New Legislation Could Eventually Lead to ISP Throttling Ban
An anonymous reader writes "Comcast's response to the FCC may have triggered a new avenue of discussion on the subject of Net Neutrality. Rep. Ed Markey (D — Mass.), who chairs the House Subcommittee on Telecommunications and the Internet, introduced a bill yesterday whose end result could be the penalization of bandwidth throttling to paying customers. 'The bill, tentatively entitled the Internet Freedom Preservation Act of 2008, would not actually declare throttling illegal specifically. Instead, it would call upon the Federal Communications Commission to hold a hearing to determine whether or not throttling is a bad thing, and whether it has the right to take action to stop it.'"
I wonder if this will have any effect on web/application hosting providers who are using traffic shaping to allocate only a certain amount of bandwidth (such as 3Mbit even though they advertise having larger backbones). Or could it be applied to modules like mod_bandwidth where hosting providers cut off your web hosting if you exceed a certain amount?
also, isn't this a dangerous game that comcast is playing? if you're saying you're taking responsibility for throttling based on content, are you responsible if you know specifically illegal content is flowing through your pipes?
But how much choice do consumers really have? Most can only chose from one or two providers. Hard to punish them in the marketplace with those realities.

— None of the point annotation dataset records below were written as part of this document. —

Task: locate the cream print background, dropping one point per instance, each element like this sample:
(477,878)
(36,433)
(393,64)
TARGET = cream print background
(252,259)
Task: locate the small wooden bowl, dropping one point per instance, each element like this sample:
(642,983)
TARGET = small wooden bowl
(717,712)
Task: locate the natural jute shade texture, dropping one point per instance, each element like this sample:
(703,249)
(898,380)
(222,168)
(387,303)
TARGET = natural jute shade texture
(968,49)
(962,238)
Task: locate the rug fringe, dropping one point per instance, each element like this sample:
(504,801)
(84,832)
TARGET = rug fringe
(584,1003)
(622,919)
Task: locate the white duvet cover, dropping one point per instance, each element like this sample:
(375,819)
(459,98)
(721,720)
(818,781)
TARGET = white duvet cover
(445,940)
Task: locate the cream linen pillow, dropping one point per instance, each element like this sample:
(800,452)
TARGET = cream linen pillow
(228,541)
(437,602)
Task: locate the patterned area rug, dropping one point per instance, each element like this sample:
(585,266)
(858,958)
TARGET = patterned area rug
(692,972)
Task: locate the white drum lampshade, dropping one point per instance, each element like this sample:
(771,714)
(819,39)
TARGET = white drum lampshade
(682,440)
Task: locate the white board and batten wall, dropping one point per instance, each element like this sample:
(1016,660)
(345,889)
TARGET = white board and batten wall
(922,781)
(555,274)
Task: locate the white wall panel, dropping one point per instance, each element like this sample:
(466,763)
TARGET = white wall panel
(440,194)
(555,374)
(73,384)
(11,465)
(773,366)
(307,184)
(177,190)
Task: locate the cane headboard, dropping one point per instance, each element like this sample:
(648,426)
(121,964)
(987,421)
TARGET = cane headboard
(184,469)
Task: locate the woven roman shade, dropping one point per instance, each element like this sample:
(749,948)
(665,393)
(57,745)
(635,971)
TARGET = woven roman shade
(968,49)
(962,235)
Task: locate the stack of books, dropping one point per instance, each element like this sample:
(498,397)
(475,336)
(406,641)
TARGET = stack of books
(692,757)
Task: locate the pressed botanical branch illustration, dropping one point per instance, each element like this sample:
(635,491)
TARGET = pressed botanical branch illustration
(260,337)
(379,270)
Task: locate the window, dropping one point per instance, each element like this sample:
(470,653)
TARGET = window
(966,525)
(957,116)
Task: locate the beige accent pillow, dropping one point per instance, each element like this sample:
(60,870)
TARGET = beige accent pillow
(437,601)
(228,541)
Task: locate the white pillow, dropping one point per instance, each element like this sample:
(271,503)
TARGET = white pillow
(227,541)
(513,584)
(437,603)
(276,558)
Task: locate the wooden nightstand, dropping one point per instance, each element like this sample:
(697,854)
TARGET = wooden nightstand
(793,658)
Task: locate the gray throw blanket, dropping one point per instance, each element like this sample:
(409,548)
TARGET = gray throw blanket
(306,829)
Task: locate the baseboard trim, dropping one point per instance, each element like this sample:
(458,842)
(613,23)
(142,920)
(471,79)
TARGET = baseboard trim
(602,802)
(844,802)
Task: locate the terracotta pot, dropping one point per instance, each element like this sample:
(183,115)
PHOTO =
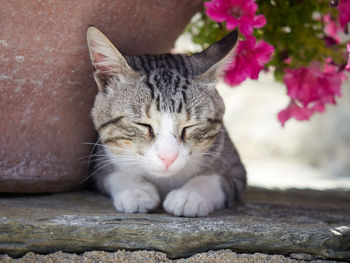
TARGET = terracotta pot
(46,83)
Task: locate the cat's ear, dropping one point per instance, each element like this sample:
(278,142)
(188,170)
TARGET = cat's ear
(211,63)
(108,62)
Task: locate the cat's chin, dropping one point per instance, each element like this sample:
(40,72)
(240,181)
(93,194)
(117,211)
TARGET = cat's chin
(164,173)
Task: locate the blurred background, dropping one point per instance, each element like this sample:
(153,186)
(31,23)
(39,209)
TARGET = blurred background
(310,154)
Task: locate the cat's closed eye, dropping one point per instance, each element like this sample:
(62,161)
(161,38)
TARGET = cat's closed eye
(185,131)
(148,127)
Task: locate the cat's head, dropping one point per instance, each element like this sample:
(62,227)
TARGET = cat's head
(161,113)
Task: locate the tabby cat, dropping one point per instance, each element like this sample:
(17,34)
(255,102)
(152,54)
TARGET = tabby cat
(162,140)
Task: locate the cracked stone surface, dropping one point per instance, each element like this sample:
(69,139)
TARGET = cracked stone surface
(315,224)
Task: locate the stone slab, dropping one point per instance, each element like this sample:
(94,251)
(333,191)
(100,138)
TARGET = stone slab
(143,256)
(275,222)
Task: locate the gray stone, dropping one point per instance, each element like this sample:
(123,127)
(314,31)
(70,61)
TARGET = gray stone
(274,222)
(220,256)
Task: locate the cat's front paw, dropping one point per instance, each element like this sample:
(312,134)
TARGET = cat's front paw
(182,202)
(141,199)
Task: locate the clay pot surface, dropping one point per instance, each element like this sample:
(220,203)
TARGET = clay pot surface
(46,84)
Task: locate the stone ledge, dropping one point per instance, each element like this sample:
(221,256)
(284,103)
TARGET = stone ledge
(275,222)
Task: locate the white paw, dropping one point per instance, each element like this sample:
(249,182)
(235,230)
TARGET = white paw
(182,202)
(140,199)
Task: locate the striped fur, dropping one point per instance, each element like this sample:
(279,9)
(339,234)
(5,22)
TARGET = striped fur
(136,93)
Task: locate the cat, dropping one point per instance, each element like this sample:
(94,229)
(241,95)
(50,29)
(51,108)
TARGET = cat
(161,135)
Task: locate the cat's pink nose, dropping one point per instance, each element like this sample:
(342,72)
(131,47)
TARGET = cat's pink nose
(168,157)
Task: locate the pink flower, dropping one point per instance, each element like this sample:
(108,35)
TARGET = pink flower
(236,13)
(310,89)
(347,67)
(344,12)
(249,60)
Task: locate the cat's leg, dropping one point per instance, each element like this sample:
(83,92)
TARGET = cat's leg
(200,196)
(130,193)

First, giving the FCC more discretionary authority is not a good thing to do. They are very receptive to lobbying (broadcast flag, mandatory DRM ...) and industry corruption (employees that leave directly to cushy jobs in the industry they were supposedly regulating just recently). Secondly, I'm not sure where the Federal interest is in regulating businesses -- that the internet as a whole is international?
This is really a contract issue. If their TOS promise "unlimited bandwidth" then they should provide that. If the TOS say "we connect you to the internet" they should not be able to block random ports. And sending fake packets is already a computer crime (at least, if I sent fake packets to Comcast servers I would probably be charged with attempted DOS or something). So I would support a "contact terms mean what they mean" law -- not giving the FCC more discretion to help the industry to screw the customers.

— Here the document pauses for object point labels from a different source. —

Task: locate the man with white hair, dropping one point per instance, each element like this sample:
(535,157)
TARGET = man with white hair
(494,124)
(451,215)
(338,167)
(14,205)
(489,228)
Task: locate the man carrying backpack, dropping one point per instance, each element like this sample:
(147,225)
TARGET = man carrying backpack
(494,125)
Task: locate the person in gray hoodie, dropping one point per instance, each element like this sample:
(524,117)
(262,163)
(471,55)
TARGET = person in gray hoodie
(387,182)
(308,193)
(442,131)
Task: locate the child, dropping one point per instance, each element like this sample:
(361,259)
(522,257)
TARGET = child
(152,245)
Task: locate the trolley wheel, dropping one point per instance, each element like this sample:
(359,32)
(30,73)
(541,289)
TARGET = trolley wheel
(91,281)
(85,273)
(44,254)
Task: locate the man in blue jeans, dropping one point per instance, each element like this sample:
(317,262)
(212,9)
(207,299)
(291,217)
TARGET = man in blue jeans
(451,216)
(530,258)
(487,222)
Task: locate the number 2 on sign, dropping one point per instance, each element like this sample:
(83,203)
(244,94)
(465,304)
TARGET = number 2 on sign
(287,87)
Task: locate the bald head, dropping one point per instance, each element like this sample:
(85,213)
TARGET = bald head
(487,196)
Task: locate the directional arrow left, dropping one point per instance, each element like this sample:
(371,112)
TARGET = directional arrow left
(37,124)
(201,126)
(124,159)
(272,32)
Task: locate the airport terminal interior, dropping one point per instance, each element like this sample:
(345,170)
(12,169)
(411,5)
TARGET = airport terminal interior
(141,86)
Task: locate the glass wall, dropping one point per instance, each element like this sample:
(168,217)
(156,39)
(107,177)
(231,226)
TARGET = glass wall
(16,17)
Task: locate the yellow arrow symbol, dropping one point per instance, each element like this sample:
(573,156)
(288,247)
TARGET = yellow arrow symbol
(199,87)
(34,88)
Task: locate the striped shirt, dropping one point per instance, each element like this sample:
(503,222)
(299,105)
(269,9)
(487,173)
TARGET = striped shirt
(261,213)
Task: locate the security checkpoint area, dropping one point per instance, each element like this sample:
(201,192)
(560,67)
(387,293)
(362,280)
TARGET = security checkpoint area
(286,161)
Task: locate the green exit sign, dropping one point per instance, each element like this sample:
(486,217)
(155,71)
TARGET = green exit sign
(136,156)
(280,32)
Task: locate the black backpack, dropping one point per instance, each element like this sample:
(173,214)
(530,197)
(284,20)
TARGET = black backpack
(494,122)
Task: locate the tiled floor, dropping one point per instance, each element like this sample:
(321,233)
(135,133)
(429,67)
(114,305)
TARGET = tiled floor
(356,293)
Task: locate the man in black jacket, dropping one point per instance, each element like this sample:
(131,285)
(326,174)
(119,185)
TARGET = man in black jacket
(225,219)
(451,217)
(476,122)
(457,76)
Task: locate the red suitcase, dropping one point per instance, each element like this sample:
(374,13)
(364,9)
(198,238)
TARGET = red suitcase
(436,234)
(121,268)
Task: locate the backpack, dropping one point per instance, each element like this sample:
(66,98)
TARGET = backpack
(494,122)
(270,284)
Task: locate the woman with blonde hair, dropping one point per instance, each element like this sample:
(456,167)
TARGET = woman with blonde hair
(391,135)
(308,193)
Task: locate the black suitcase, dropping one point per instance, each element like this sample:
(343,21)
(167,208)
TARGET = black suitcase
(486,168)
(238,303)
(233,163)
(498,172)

The problem is lack of competition thanks to the deregulation of the last decade or so that was supposed to enable more FIOS and DSL service paid for by our tax dollars.

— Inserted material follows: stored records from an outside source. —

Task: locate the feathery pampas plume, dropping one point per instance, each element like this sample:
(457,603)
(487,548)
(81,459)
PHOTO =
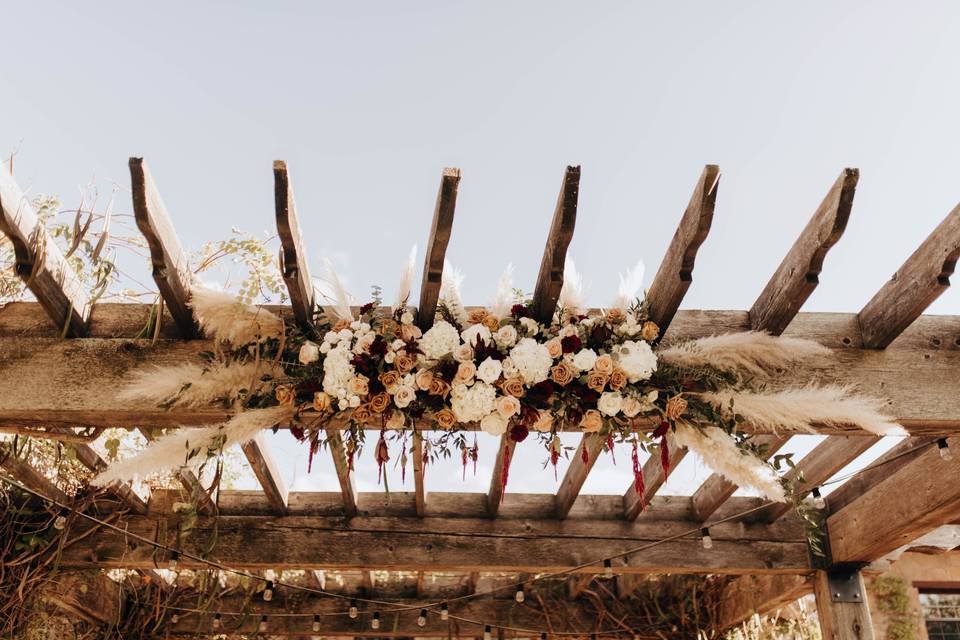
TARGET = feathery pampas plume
(631,284)
(192,385)
(450,292)
(406,279)
(503,300)
(755,352)
(720,452)
(170,451)
(222,316)
(801,408)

Instead the telecoms said thank you and blocked competitors. Remember the amount of ISP's you could chose from back in the 90's compared to today? My point exactly.
You have 2 ISP's. DSL or cable and both throttle your traffic.
So what are you supposed to do?
http://saveie6.com/
I can't wait until my options are cable monopoly throttling, or phone monopoly throttling.
There are some problems the Government actually is capable of solving better then the market. The market in this case dictates that throttling is good for the bottom line, and ending net neutrality is even better for the bottom line.
-- "So they told me that using the download page to download something was not something they anticipated." - Bill Gates
And yes, it is a monopoly which has spun out of control. Or rather, an oligopoly.
How many ISPs do you have to choose from? Unless I go dialup, I've got exactly three. Fortunately, one of them claims to believe in net neutrality, and they're the one offering fiber, but that's extremely unusual. Unless you're prepared to move to where I live (a small town in Iowa), chances are, your only real option to "let the market decide" or to "vote with your dollars" is to decide that you don't really need this Internet thing anyway.
Don't thank God, thank a doctor!
If the government was smart, they'd turn right around and say "OK, you're now a regulated monopoly. This is the maximum you can charge. We know you don't need more to expand your network because we already gave you money to expand your network!"
Don't thank God, thank a doctor!
As a former customer of Comcast, let me tell you something: THEY'RE GOING TO RAISE YOUR RATES NO MATTER WHAT!!